A flugpole and a building stand on the same horizontal level. From the point P at tue bottom of the building, the angle of elevation of the top of the flogpole is 65 degree from the top Q of the building the angle of elevation of the point T is 25 degree. If the building is 20m high, calculate (a) distance PT (b) Height of the flogpole (c) distance QT
Make your necessary diagram.
Look at triangle PTQ
angle QPT = 25° , since angle of elevation was given as 65°
angle TQP = 115°, which leaves 40° for angle T
by the sine law:
TP/sin115 = 20/sin40
TP = 20sin115/sin40 = ....
but TP is the hypotenuse of the original righ-angled triangle with the flagpole (flogpole, flugpole) as its vertical side, so
sin65° = height of flagpole/TP
height of flagpole = TPsin65 = ...
To solve this problem, we can use trigonometric ratios and create two right triangles. Let's label the points and given values as follows:
P: Point at the bottom of the building
Q: Point at the top of the building
T: Top of the flagpole
Given information:
- Angle of elevation from P to T: 65 degrees
- Angle of elevation from Q to T: 25 degrees
- Height of the building (PQ): 20m
(a) Distance PT:
To find the distance PT, we need to find the length of the side opposite the angle of elevation at point P.

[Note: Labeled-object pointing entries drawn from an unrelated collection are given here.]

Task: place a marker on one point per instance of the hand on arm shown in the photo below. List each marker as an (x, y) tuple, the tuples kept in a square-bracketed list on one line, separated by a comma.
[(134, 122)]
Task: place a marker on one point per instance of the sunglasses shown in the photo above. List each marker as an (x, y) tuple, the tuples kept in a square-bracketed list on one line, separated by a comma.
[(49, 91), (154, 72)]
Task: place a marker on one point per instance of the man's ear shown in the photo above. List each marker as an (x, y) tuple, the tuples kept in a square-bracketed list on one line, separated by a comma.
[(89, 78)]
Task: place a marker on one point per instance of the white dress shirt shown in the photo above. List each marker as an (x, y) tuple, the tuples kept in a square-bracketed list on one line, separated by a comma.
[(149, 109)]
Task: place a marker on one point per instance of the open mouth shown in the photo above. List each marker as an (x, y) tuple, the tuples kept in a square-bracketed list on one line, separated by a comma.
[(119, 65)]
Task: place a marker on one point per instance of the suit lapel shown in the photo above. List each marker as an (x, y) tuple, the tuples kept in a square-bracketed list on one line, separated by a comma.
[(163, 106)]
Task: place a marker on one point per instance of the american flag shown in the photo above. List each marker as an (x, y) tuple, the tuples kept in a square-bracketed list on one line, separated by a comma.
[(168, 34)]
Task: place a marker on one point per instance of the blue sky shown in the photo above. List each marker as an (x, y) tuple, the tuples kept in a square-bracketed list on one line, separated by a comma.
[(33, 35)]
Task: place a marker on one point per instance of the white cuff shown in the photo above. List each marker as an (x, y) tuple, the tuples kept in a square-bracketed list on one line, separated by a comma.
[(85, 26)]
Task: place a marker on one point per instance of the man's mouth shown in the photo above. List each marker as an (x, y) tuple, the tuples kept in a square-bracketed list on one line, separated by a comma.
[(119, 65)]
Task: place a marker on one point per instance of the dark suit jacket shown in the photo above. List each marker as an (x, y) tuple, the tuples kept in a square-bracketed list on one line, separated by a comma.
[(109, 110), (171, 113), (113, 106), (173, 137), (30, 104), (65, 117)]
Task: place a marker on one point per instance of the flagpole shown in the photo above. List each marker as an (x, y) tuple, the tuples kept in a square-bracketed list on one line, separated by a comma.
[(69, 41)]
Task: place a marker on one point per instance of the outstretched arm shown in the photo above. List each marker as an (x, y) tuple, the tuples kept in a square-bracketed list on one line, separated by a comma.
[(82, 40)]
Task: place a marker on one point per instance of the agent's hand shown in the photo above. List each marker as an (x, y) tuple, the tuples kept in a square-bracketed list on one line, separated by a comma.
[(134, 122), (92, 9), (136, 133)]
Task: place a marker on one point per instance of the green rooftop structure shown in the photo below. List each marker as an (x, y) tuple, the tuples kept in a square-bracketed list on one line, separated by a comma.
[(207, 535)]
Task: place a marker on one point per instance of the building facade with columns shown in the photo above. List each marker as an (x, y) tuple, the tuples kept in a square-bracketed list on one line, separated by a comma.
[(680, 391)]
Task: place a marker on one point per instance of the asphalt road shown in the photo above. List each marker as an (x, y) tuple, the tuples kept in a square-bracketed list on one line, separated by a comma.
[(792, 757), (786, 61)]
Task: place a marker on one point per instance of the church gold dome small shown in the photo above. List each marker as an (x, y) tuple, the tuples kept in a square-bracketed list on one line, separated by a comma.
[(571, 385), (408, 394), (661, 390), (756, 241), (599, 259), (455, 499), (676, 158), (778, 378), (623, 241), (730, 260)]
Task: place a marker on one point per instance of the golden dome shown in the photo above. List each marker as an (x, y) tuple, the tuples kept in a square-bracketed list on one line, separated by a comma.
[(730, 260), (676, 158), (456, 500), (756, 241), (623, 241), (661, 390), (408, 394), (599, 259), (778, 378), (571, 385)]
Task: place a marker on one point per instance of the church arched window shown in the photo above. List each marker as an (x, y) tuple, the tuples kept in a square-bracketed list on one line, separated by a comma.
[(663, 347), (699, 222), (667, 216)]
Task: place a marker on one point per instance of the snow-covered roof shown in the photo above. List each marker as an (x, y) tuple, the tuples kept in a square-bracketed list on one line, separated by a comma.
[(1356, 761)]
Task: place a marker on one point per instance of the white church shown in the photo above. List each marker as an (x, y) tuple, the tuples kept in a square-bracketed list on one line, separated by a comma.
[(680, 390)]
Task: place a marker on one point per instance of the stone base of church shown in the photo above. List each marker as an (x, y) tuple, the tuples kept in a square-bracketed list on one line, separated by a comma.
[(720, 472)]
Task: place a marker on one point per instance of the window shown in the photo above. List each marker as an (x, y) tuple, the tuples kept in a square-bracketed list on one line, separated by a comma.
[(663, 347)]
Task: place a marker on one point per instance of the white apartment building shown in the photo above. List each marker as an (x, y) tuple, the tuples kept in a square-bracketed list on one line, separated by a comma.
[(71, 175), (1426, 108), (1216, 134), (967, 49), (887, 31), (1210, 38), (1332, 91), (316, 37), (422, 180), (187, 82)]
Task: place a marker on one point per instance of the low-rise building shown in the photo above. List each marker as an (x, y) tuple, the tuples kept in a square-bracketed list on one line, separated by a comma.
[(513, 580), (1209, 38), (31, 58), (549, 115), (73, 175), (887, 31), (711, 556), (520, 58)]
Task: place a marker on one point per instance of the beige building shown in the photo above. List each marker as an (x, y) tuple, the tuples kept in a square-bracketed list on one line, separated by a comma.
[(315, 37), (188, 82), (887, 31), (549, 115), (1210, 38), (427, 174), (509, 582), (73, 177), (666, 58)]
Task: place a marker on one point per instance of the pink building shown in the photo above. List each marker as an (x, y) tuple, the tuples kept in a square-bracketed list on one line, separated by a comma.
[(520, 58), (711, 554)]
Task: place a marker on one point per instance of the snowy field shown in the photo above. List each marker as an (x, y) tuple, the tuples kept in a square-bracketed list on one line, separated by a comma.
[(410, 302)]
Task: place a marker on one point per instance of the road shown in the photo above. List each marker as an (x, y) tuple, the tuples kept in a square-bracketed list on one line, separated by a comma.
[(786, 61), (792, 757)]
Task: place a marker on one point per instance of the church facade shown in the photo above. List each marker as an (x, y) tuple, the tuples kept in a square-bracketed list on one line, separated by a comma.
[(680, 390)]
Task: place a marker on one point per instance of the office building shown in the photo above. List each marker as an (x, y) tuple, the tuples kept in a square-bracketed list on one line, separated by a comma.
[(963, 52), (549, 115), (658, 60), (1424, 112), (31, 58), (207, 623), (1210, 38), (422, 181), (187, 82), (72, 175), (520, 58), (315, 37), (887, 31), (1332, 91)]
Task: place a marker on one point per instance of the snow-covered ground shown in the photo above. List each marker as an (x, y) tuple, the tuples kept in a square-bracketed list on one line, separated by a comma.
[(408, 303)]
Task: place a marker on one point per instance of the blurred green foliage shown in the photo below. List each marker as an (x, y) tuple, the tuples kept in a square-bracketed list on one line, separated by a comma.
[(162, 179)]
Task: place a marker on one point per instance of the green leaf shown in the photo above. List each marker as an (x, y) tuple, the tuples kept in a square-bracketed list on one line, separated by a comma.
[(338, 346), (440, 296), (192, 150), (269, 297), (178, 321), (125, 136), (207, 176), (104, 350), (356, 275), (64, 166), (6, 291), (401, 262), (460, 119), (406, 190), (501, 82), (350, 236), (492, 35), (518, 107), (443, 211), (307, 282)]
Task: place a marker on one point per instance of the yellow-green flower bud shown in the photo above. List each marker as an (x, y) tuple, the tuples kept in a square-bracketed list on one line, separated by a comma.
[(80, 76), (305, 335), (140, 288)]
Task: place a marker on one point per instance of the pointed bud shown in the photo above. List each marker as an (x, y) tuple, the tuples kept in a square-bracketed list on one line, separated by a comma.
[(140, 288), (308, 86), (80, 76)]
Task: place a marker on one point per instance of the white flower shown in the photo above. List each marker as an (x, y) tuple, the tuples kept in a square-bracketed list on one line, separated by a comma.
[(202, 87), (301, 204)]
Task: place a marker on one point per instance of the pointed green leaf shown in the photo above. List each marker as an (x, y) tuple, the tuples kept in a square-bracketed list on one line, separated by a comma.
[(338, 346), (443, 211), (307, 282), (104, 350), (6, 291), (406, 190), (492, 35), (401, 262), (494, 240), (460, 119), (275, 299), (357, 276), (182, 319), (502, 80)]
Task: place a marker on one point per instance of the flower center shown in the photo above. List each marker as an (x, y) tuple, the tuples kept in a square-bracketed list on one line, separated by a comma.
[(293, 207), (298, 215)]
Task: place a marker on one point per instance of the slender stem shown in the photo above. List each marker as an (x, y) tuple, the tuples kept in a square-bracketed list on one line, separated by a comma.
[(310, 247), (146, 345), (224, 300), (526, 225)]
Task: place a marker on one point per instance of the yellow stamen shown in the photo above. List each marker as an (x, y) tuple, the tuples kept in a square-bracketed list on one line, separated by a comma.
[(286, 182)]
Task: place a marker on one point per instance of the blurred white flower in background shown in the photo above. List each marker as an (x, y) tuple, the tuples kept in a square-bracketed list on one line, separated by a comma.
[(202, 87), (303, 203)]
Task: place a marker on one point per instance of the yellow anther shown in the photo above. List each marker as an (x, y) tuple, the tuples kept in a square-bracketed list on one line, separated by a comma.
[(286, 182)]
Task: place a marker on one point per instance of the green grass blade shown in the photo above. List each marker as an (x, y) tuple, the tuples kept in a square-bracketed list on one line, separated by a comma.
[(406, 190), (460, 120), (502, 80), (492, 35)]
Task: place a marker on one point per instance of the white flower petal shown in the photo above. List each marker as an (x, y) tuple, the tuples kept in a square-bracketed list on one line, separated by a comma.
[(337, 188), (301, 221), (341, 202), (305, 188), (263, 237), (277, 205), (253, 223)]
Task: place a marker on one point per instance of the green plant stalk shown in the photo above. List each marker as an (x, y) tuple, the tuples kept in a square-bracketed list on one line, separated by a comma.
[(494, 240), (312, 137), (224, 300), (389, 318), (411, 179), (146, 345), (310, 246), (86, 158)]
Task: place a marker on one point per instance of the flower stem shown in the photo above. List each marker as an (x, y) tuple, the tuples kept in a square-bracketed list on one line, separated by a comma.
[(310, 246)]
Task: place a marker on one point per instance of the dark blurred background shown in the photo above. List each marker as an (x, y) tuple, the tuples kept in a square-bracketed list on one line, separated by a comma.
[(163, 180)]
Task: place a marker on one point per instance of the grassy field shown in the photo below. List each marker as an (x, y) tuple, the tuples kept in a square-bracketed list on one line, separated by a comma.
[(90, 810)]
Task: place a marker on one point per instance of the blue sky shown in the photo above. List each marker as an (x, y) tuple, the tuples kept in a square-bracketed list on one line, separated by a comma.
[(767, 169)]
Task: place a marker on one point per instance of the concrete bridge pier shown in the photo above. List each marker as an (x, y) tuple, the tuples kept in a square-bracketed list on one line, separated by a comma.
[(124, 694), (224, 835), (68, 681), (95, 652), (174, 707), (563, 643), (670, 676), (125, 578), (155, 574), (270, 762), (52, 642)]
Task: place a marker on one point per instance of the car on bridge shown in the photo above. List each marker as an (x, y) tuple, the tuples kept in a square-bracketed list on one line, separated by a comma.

Tan(65°) = Opposite / Adjacent
Tan(65°) = PT / 20m
Using a scientific calculator:
PT = 20m * Tan(65°)
PT ≈ 41.5m
Therefore, the distance PT is approximately 41.5 meters.
(b) Height of the flagpole:
To find the height of the flagpole, we need to find the length of the side opposite the angle of elevation at point Q.
Tan(25°) = Opposite / Adjacent
Tan(25°) = Height of the flagpole / 20m
Using a scientific calculator:
Height of the flagpole = 20m * Tan(25°)
Height of the flagpole ≈ 8.74m
Therefore, the height of the flagpole is approximately 8.74 meters.
(c) Distance QT:
To find the distance QT, we can use the height of the flagpole we just calculated and the given height of the building.
QT = Height of the flagpole + Height of the building
QT = 8.74m + 20m
QT ≈ 28.74m
Therefore, the distance QT is approximately 28.74 meters.